Use of Acid-Suppression Medication and Risk of Hip Fracture

• Main Authors: Ya-Wen Huang, 黃雅雯
• Other Authors: Chun-Yuh Yang
• Format: Others
• Language: zh-TW
• Published: 2009
• Online Access: http://ndltd.ncl.edu.tw/handle/62762329863616279757

碩士 === 高雄醫學大學 === 公共衛生學研究所 === 97 === Background: Acid-suppression medications, such as histamine type 2 receptor antagonists (H2RAs) and proton pump inhibitors (PPIs), have become one of the most commonly prescribed classes of therapeutic agents. Among the various forms of low-trauma fractures, hip fracture leads to the most devastating consequences. PPIs may interfere with calcium absorption through induction of hypochlorhydria but they also may reduce bone resorption through inhibition of osteoclastic vacuolar proton pumps. Among previous studies, the association between acid-suppressive medication use and hip fracture is inconsistency. Objective: To investigate the association between acid-suppressive medication and risk of hip fracture. Material and methods: A case-control study was conducted using the National Health Insurance Research Database (NHIRD). The individuals were excluded from the study if they met at least one of the following criteria: (1) younger than 50 years at the index date; (2) had a documented fracture before the index date; (3) had a procedure of specific operations before the index date.
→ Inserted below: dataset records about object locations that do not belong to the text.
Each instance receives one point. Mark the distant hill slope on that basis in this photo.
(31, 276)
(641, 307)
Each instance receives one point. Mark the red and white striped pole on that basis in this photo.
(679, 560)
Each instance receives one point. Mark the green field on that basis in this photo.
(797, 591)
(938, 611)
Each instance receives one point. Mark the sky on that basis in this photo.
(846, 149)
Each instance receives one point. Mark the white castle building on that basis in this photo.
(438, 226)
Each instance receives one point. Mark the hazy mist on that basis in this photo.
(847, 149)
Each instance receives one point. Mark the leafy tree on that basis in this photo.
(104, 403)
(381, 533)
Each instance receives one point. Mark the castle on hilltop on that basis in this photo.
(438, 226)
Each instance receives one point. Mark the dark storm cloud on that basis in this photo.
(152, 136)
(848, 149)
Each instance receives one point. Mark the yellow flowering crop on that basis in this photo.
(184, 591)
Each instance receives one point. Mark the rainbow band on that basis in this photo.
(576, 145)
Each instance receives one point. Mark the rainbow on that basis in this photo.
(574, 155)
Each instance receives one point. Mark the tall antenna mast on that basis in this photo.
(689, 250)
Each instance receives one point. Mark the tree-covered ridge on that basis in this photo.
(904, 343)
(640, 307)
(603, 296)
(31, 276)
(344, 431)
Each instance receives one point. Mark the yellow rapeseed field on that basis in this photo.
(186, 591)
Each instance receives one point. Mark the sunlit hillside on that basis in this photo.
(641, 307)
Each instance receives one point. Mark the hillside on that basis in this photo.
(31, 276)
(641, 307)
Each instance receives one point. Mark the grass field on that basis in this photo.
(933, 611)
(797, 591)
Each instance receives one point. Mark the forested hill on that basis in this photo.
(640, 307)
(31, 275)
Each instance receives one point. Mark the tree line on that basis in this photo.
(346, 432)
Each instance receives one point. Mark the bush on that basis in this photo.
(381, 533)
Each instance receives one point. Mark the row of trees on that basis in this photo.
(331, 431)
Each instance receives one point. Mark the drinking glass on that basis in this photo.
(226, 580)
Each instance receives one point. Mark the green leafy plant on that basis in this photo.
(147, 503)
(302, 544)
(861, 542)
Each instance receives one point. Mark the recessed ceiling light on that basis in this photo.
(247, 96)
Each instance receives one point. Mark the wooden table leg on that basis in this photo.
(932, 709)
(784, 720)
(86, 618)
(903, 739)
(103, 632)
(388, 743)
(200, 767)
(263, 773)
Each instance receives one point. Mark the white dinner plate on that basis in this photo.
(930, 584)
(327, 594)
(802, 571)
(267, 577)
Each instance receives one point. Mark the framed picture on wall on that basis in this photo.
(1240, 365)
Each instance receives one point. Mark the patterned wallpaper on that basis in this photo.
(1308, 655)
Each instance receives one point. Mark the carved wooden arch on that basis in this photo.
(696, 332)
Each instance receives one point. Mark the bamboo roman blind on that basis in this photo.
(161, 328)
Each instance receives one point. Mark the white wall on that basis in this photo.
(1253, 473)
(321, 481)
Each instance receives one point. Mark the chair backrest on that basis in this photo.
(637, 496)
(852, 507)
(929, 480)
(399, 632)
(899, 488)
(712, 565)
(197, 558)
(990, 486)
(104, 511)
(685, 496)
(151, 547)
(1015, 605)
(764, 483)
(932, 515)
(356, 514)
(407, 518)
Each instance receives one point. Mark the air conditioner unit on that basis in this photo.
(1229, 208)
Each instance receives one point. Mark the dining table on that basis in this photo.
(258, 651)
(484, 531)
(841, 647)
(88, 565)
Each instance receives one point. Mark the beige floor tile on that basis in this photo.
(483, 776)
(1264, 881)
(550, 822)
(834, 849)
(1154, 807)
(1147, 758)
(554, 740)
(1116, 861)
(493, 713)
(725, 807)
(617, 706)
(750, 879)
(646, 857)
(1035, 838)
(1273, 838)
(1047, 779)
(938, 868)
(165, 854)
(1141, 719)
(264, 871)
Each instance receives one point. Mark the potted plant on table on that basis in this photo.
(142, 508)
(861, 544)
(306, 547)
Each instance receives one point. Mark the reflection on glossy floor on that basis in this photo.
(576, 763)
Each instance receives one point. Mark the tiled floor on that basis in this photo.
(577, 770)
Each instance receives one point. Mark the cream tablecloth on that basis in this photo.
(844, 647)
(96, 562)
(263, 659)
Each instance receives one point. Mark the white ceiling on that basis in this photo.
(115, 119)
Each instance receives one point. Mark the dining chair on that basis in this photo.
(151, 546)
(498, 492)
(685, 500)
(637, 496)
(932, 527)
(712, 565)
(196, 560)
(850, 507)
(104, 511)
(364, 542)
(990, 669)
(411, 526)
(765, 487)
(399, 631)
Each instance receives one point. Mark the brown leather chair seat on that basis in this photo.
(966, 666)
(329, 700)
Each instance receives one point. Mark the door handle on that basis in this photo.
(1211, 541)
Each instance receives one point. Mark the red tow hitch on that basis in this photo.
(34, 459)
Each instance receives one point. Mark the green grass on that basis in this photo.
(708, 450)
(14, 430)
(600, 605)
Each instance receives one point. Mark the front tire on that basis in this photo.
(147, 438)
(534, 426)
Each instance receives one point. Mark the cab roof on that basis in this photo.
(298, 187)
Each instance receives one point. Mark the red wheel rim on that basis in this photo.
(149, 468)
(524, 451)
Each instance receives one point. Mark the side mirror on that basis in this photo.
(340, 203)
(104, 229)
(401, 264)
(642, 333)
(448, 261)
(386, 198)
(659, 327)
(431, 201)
Cases included all patients with an incident hip fracture between January 2005 and December 2006. For each case, one control without any fracture was matched of age (±3 year), gender, and index date (±3 day), and selected by random sampling from the background population. Results: We matched 1,241 pairs of incident hip fracture cases and controls. Controlling only for other medications (model I), the adjusted odds ratio (AOR) for hip fracture associated with PPI therapy was 1.41 (95% CI: 1.10-1.81). Controlling only for co-morbidities (model Ⅱ), AOR for hip fracture associated with PPI therapy was 1.43 (95% CI: 1.13-1.81). The risk of hip fracture was significantly increased among patients prescribed high-dose PPIs. The strength of the association increased with increasing dose of PPI therapy [AOR for low-dose: 0.87(95% CI: 0.58-1.30); median-dose: 1.37(95% CI: 0.88-2.15); high-dose: 2.13(95% CI: 1.44-3.15); test for trend, p=0.002]. There was no association between H2RAs therapy and risk of hip fracture. Conclusion: Use of high-dose PPIs (>70 DDDs) is associated with an increased risk of hip fracture.